Author: Bathroom Readers' Institute
Publisher: Simon and Schuster
Published: 2013-09-10
Total Pages: 288
ISBN-13: 1607109239
DOWNLOAD EBOOK →The Great White North is revealed as the Great Weird North in this entertaining tome from the best-selling Bathroom Reader series. Did you know that Canada was almost called Hochelaga? That’s just one of thousands of wacky facts awaiting readers in Uncle John’s quirky celebration of Earth’s second largest country. You’ll find page after page of bizarre history (like why the beaver was once classified as a fish), plus head-scratching news items (like the crook who returned to the Tim Hortons he’d just robbed to tip the workers), odd places to go (like Mr. Spock’s birthplace in a town called Vulcan), and crazy eats (like the restaurant that makes you eat in complete darkness). So whether you live in Come By Chance, Joe Batt’s Arm, Starvation Cove, or anywhere else inside (or outside) of Canada, yukon count on Uncle John to deliver a world of weirdness from all over this great country.
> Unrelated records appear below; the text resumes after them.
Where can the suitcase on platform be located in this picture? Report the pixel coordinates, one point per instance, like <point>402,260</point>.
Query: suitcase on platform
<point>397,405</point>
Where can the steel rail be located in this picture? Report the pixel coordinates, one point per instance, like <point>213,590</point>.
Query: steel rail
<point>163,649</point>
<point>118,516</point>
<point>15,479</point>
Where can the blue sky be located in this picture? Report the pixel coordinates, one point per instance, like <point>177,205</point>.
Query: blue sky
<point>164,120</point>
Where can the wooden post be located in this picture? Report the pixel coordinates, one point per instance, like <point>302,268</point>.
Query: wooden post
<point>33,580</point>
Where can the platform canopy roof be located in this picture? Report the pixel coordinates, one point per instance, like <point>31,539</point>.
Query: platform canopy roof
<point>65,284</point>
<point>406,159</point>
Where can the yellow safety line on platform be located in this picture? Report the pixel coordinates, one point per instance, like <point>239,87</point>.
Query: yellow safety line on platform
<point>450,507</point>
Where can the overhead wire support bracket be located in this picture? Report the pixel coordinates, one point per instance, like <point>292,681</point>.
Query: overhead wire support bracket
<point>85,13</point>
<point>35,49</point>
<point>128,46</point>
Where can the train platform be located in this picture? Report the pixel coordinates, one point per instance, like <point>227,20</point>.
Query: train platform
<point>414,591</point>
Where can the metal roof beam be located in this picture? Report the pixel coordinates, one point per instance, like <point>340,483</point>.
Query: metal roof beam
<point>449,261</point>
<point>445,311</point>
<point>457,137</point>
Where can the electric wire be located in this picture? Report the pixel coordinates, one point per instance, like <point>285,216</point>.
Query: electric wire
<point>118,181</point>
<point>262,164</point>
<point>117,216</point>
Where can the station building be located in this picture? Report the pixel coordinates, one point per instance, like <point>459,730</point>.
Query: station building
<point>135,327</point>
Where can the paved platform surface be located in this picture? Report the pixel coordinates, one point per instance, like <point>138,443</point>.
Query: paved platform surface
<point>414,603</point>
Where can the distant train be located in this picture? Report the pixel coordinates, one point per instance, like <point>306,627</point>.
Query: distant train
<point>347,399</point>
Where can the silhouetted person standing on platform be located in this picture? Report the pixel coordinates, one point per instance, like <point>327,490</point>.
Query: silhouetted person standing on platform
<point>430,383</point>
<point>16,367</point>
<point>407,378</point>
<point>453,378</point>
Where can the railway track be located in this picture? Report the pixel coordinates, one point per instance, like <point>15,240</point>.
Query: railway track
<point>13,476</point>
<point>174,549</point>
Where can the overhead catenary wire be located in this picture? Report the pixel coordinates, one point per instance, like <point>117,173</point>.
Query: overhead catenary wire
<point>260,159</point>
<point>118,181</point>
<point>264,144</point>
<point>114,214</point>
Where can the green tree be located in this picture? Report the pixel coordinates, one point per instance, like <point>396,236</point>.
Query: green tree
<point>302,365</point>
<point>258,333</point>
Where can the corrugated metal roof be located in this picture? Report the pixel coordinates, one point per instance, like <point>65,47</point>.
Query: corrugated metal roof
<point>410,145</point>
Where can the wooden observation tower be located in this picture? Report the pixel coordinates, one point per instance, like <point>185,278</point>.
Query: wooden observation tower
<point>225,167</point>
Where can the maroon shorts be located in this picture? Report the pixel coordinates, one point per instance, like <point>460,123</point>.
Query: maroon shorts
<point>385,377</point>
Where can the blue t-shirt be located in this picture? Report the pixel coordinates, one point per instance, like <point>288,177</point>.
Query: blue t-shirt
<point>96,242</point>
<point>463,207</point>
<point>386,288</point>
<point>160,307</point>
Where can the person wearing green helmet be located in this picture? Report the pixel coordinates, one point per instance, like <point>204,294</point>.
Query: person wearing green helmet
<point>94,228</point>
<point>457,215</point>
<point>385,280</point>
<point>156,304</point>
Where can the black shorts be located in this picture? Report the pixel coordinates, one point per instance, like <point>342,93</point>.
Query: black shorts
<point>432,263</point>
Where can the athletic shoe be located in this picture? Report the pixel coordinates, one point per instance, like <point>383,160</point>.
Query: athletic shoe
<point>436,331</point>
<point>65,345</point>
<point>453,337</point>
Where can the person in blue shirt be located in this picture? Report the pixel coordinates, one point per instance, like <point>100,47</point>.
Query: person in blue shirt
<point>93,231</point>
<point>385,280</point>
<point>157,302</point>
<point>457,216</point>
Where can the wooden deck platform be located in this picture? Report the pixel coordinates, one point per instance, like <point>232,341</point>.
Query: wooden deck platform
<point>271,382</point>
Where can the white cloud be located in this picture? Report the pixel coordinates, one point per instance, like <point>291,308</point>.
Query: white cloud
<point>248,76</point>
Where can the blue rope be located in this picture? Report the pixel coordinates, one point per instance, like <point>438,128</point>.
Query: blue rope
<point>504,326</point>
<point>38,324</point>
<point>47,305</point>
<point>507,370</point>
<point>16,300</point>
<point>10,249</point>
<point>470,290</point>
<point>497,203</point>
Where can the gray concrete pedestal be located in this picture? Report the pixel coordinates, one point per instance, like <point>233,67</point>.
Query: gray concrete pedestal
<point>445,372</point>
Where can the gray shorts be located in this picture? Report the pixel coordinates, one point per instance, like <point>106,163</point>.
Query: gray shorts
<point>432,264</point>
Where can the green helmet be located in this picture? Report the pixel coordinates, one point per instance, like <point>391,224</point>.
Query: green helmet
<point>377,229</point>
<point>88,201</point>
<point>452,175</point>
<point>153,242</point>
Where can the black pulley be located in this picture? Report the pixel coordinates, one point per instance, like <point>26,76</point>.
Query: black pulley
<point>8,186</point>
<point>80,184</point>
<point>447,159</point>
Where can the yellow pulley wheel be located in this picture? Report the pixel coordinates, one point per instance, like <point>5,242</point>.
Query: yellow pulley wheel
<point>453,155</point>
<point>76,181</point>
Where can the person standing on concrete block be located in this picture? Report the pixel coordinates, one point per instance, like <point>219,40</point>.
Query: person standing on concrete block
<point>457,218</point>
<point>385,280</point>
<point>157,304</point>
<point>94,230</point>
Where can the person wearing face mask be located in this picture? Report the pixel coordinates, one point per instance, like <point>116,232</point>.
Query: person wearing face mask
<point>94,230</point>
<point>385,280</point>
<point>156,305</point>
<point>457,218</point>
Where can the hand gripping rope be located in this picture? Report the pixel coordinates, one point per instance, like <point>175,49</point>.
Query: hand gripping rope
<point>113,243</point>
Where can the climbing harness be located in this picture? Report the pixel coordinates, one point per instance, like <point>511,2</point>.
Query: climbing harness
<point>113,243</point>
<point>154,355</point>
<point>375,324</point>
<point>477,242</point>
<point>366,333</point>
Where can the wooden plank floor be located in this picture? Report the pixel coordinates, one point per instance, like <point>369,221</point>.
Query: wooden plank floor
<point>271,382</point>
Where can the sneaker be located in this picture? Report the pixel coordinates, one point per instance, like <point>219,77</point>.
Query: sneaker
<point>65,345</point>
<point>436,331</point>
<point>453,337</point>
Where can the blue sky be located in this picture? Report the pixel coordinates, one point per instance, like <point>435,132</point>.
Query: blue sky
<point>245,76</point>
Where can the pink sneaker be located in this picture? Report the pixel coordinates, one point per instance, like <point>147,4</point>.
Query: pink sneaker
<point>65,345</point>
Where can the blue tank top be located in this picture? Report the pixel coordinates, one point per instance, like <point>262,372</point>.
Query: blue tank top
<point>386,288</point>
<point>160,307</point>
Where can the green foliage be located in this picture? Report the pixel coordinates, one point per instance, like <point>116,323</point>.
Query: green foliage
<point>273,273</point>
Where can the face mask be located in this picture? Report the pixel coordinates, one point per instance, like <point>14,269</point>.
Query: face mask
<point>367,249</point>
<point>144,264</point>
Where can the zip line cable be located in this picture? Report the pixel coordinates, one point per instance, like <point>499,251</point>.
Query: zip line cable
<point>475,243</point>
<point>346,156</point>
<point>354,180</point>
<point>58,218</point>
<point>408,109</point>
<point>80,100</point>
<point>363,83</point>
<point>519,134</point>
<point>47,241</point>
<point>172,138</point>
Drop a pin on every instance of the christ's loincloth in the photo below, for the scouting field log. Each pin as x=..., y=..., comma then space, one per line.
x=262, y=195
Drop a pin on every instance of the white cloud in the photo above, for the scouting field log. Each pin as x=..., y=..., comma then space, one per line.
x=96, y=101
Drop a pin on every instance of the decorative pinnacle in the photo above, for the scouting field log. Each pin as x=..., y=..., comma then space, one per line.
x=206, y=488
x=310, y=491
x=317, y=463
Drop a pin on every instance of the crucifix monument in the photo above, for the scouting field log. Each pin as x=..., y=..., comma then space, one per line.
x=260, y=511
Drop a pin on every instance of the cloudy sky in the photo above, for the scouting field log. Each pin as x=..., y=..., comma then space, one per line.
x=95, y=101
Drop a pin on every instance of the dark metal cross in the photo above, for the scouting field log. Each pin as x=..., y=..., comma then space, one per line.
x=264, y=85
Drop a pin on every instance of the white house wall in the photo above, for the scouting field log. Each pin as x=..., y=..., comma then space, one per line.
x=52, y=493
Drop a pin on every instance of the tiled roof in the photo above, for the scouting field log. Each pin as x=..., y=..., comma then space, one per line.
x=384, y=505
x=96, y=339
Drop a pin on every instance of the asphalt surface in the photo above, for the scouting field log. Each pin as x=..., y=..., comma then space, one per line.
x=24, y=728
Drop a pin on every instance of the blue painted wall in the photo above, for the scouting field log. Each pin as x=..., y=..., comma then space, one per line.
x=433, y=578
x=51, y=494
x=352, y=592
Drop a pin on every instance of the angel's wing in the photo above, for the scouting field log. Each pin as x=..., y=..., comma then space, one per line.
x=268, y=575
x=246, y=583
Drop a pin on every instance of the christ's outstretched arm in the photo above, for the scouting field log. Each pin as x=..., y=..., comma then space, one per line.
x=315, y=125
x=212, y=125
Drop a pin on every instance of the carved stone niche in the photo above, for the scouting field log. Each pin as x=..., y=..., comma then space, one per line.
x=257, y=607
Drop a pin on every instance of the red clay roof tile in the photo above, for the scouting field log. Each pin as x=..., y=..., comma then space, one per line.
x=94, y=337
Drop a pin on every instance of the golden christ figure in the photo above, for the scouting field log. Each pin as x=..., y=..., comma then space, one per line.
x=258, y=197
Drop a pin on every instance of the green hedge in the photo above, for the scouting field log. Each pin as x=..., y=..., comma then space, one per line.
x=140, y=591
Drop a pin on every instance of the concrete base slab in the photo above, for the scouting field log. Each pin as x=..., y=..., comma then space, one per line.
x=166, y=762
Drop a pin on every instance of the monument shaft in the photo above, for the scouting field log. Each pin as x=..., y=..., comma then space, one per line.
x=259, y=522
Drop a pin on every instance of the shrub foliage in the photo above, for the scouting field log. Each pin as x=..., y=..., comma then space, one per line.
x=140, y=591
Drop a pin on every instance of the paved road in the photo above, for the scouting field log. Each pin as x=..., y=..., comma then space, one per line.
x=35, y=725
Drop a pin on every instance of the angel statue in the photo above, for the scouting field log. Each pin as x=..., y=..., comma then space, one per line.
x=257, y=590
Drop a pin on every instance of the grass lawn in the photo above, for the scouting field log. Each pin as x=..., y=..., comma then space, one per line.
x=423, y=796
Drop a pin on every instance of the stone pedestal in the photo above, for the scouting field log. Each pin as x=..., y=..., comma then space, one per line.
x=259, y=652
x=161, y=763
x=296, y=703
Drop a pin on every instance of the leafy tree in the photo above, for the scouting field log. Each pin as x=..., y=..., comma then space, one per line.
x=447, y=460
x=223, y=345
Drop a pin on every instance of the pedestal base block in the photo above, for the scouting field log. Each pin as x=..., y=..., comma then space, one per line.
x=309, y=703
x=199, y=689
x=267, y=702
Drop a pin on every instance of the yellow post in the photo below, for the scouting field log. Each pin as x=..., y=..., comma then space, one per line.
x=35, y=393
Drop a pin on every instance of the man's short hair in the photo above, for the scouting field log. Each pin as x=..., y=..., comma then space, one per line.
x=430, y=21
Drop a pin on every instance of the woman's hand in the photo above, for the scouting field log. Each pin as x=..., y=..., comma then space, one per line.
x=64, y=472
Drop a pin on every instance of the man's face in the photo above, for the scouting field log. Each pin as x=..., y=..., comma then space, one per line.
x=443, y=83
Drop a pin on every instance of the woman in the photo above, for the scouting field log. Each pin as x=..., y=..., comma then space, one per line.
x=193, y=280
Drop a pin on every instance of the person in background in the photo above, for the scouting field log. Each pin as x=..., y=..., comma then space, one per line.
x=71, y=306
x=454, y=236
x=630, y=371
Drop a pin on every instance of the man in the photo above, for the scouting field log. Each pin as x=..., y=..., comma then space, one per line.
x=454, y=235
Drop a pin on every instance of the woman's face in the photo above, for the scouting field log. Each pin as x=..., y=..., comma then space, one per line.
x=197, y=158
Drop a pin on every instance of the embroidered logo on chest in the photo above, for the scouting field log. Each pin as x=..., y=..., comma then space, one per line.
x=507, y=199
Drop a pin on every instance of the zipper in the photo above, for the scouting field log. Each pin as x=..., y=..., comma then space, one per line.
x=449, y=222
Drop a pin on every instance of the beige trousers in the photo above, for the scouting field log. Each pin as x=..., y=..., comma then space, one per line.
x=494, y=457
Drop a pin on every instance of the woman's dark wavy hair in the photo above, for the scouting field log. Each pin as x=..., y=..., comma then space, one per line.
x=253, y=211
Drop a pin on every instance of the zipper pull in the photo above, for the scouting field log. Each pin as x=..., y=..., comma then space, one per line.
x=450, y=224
For example: - Cow-patty bingo in Alberta (Rule #1: Wear gloves) - How to enforce the new Quebec law that requires dogs to be bilingual - The sea of Molson Golden that once shut down an Ontario freeway - The mystery of the mini earthquakes in a New Brunswick town - Why it’s illegal to kill a sasquatch in British Columbia - The Nova Scotia company that makes mattresses for cows - Saskatchewan’s Willow Bunch Giant, a real man who could lift a horse over his head - The giant fiberglass “Happy Rock” statue in--where else?--Gladstone, Manitoba And much, much more!
Author: Annie Coombes
Publisher: Manchester University Press
Published: 2017-03-01
Total Pages: 289
ISBN-13: 1526121549
DOWNLOAD EBOOK →Rethinking settler colonialism focuses on the long history of contact between indigenous peoples and the white colonial communities who settled in Australia, Aotearoa New Zealand, Canada and South Africa. It interrogates how histories of colonial settlement have been mythologised, narrated and embodied in public culture in the twentieth century (through monuments, exhibitions and images) and charts some of the vociferous challenges to such histories that have emerged over recent years. Despite a shared familiarity with cultural and political institutions, practices and policies amongst the white settler communities, the distinctiveness which marked these constituencies as variously, ‘Australian’, ‘South African’, ‘Canadian’ or ‘New Zealander’, was fundamentally contingent upon their relationship to and with the various indigenous communities they encountered. In each of these countries these communities were displaced, marginalised and sometimes subjected to attempted genocide through the colonial process. Recently these groups have renewed their claims for greater political representation and autonomy. The essays and artwork in this book insist that an understanding of the political and cultural institutions and practices which shaped settler-colonial societies in the past can provide important insights into how this legacy of unequal rights can be contested in the present. It will be of interest to those studying the effects of colonial powers on indigenous populations, and the legacies of imperial rule in postcolonial societies.